3. Measure & report engagement

You can’t prove the value of social media engagement without measuring it. There are multiple ways to do this, including the ways discussed in the first part of this post. Here are four other ways to measure and report social media engagement.

Use Google Analytics and social media analytics

Measure referral traffic from social media post-marketing to referral traffic from social media before you began posting, using the time filter on Google Analytics.

Match this data to the likes, shares, comments and CTR data that you get from social media analytics tools like ours.

Monitor brand buzz on social media

Use a social media monitoring tool to record fan sentiments and mentions. Assess the impact that your posts are having on the tone of your client’s fans’ posts.

Also record the increase in volume of brand mentions post-marketing.

Ask advocates and influencers

Ask the advocates and influencers who are promoting your client;s product what response they are receiving. Ask them for feedback on how you can improve your communication based on what’s working for other brands and products.

Use their insights to shape your strategy and impact more potential customers.

Use competitive analysis

Measure your success against that of your client’s competitors. There are neat tools like GrowthBot and SimilarWeb that you can use to get insights about competitors.

Before you delve into measurement of social media engagement, it’s important to answer the following questions.

  • Which metrics matter?
  • Which time frame matters?
  • Which point-of-reference is best?

The answer to these questions will help you understand what to measure and how to measure it.

Finally, remember that presentation matters with clients. The better your report appears, the more comfortable they will feel about your professionalism.

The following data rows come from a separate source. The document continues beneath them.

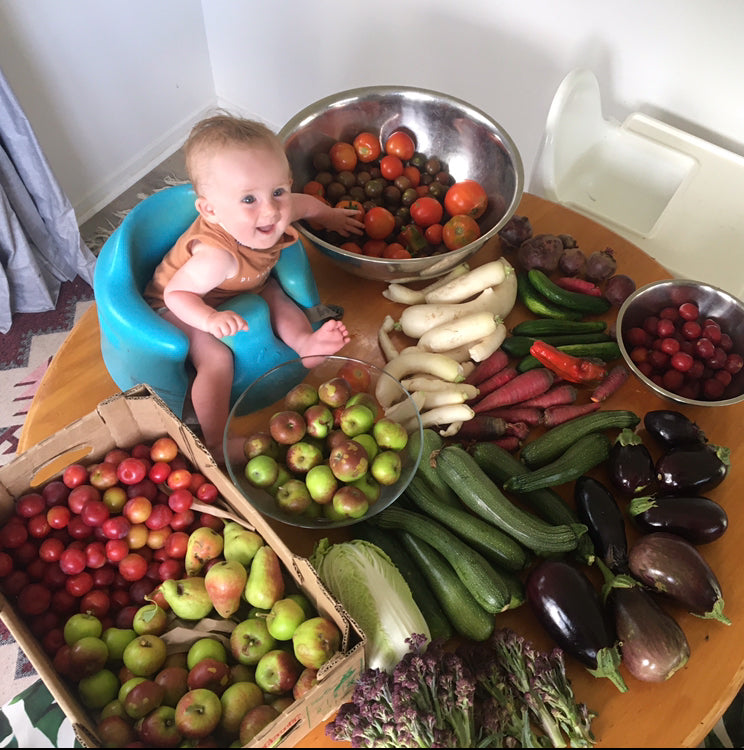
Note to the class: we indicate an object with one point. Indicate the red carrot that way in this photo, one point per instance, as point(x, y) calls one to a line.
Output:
point(575, 284)
point(559, 393)
point(488, 367)
point(530, 415)
point(556, 415)
point(615, 378)
point(525, 385)
point(495, 381)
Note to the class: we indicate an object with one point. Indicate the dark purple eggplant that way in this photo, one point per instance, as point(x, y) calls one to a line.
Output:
point(692, 469)
point(672, 566)
point(698, 519)
point(652, 644)
point(568, 607)
point(630, 465)
point(671, 428)
point(597, 508)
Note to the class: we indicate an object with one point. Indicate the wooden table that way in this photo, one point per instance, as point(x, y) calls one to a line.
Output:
point(677, 713)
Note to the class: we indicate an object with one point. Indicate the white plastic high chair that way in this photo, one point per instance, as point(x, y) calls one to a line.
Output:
point(674, 195)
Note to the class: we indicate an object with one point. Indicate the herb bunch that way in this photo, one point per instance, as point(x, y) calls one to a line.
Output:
point(502, 693)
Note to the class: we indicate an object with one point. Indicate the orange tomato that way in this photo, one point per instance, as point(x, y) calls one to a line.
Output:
point(400, 144)
point(343, 156)
point(459, 231)
point(466, 197)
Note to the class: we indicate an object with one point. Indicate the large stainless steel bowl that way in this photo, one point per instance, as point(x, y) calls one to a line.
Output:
point(470, 142)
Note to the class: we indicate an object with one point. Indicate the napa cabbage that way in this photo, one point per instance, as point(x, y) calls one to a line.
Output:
point(372, 590)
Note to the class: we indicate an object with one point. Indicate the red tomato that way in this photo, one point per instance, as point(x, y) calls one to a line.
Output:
point(459, 231)
point(391, 167)
point(400, 144)
point(426, 210)
point(378, 223)
point(433, 234)
point(466, 197)
point(343, 156)
point(367, 146)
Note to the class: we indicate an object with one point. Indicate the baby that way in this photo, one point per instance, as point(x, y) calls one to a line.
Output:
point(242, 180)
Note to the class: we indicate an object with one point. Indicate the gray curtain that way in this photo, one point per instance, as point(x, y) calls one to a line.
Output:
point(40, 243)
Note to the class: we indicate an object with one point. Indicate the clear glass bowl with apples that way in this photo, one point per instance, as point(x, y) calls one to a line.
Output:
point(308, 443)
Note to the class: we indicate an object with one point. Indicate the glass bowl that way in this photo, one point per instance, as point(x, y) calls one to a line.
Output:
point(267, 395)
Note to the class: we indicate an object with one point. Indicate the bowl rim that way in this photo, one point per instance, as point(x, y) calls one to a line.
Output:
point(658, 390)
point(322, 524)
point(338, 99)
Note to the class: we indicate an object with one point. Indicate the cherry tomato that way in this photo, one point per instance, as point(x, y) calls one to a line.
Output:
point(343, 156)
point(426, 211)
point(459, 231)
point(466, 197)
point(400, 144)
point(378, 223)
point(367, 146)
point(391, 167)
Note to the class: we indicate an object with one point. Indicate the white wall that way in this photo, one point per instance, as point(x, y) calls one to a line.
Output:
point(112, 86)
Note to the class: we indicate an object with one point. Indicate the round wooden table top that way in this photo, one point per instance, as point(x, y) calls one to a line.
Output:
point(676, 713)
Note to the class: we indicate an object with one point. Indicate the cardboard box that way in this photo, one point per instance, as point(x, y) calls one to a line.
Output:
point(139, 415)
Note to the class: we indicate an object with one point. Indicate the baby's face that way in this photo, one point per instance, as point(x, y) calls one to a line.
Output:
point(248, 192)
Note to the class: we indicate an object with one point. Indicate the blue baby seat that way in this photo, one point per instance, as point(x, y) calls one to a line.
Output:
point(138, 345)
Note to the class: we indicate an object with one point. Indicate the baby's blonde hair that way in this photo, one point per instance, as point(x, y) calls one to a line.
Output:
point(222, 130)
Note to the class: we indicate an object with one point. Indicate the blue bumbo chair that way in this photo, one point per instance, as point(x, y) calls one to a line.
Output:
point(138, 346)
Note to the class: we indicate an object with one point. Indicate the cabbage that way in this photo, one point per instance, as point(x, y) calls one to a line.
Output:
point(373, 591)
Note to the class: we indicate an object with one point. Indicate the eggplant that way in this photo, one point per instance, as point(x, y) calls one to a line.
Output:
point(672, 566)
point(568, 607)
point(697, 519)
point(671, 428)
point(652, 644)
point(692, 469)
point(597, 508)
point(630, 466)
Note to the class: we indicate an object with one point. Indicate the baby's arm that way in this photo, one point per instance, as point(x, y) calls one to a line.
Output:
point(345, 221)
point(206, 269)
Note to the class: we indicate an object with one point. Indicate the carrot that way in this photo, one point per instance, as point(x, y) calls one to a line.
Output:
point(556, 415)
point(488, 367)
point(495, 381)
point(521, 387)
point(531, 415)
point(559, 393)
point(615, 378)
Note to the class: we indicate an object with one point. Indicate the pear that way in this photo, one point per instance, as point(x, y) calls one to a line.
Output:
point(225, 582)
point(204, 544)
point(241, 544)
point(265, 584)
point(187, 597)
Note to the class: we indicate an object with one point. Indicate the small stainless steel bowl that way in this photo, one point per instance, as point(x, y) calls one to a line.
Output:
point(712, 302)
point(467, 140)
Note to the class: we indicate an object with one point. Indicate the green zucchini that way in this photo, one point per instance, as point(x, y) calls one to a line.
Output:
point(480, 577)
point(481, 494)
point(556, 440)
point(579, 458)
point(539, 305)
point(426, 600)
point(541, 327)
point(587, 304)
point(492, 543)
point(468, 618)
point(501, 465)
point(607, 351)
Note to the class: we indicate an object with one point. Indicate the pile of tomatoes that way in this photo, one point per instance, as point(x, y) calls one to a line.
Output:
point(410, 204)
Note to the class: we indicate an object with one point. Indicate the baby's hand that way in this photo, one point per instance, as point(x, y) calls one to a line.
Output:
point(345, 221)
point(223, 323)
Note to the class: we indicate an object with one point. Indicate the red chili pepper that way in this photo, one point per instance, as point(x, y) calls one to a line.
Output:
point(573, 369)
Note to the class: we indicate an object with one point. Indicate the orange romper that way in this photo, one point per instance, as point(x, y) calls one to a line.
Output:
point(254, 266)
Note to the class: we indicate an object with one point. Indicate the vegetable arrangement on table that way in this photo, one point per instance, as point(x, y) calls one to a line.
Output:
point(481, 528)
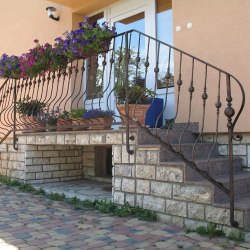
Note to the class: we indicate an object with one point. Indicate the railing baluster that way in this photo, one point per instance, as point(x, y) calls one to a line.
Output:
point(229, 112)
point(204, 99)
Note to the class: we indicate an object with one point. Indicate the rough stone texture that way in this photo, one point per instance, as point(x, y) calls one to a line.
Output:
point(154, 203)
point(113, 138)
point(139, 200)
point(82, 139)
point(97, 139)
point(50, 139)
point(152, 156)
point(131, 142)
point(60, 139)
point(128, 185)
point(118, 198)
point(143, 186)
point(130, 199)
point(70, 139)
point(34, 169)
point(117, 184)
point(196, 211)
point(239, 149)
point(200, 194)
point(223, 150)
point(222, 215)
point(117, 154)
point(127, 158)
point(31, 139)
point(161, 189)
point(145, 172)
point(124, 170)
point(168, 173)
point(178, 208)
point(141, 156)
point(50, 168)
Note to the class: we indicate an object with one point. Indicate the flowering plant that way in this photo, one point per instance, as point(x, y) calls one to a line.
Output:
point(30, 107)
point(9, 66)
point(36, 61)
point(77, 113)
point(97, 113)
point(87, 38)
point(49, 117)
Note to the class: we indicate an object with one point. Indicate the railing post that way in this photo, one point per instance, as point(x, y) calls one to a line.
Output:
point(229, 112)
point(127, 93)
point(14, 123)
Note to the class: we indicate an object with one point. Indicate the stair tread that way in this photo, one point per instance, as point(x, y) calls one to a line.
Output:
point(202, 160)
point(224, 178)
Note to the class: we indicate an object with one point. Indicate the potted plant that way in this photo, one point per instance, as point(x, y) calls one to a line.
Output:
point(9, 67)
point(29, 111)
point(37, 61)
point(64, 122)
point(50, 118)
point(77, 118)
point(99, 119)
point(87, 40)
point(139, 100)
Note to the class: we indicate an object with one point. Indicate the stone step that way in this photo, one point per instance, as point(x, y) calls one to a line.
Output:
point(201, 151)
point(168, 136)
point(242, 203)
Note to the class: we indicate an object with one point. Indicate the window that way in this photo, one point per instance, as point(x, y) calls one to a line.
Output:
point(164, 31)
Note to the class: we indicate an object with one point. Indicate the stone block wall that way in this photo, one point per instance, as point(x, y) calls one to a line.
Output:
point(41, 163)
point(241, 148)
point(144, 181)
point(139, 179)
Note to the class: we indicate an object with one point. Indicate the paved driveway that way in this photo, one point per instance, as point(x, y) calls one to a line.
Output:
point(33, 222)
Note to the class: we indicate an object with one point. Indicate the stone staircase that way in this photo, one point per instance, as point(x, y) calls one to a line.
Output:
point(188, 188)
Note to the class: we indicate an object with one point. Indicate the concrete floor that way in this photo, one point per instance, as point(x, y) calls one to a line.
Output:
point(83, 189)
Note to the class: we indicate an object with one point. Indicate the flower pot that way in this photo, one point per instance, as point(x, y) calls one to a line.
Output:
point(136, 111)
point(80, 124)
point(64, 124)
point(86, 54)
point(101, 123)
point(31, 125)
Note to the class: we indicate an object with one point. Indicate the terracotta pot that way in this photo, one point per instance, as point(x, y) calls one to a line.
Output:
point(64, 124)
point(31, 125)
point(101, 123)
point(136, 111)
point(80, 123)
point(51, 126)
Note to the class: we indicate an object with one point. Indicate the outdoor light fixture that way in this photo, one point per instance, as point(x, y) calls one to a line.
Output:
point(52, 13)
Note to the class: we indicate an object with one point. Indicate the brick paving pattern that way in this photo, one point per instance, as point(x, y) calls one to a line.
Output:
point(33, 222)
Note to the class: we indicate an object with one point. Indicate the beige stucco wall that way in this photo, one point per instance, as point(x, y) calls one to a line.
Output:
point(220, 35)
point(22, 21)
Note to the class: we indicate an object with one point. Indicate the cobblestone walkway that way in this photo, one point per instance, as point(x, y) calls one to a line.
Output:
point(33, 222)
point(83, 189)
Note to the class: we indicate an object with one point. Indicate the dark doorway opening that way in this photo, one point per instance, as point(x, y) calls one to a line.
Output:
point(103, 162)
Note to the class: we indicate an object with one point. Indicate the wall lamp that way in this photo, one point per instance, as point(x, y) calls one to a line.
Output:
point(52, 13)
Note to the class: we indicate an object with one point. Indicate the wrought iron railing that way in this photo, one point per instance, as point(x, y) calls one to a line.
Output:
point(114, 80)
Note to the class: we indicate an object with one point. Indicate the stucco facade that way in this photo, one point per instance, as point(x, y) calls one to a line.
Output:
point(218, 35)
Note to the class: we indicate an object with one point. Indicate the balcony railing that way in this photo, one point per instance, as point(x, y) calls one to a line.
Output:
point(138, 71)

There are several great companies that offer templates to report social media engagement (like HubSpot) that are worth checking out.

As a social media marketer, you know that engagement matters, but proving it to a client is another story. It involves setting the right expectations, actually getting enough engagement, collecting the data to prove it and presenting it to clients to convince them of the benefits of social media engagement. This post will guide you through it.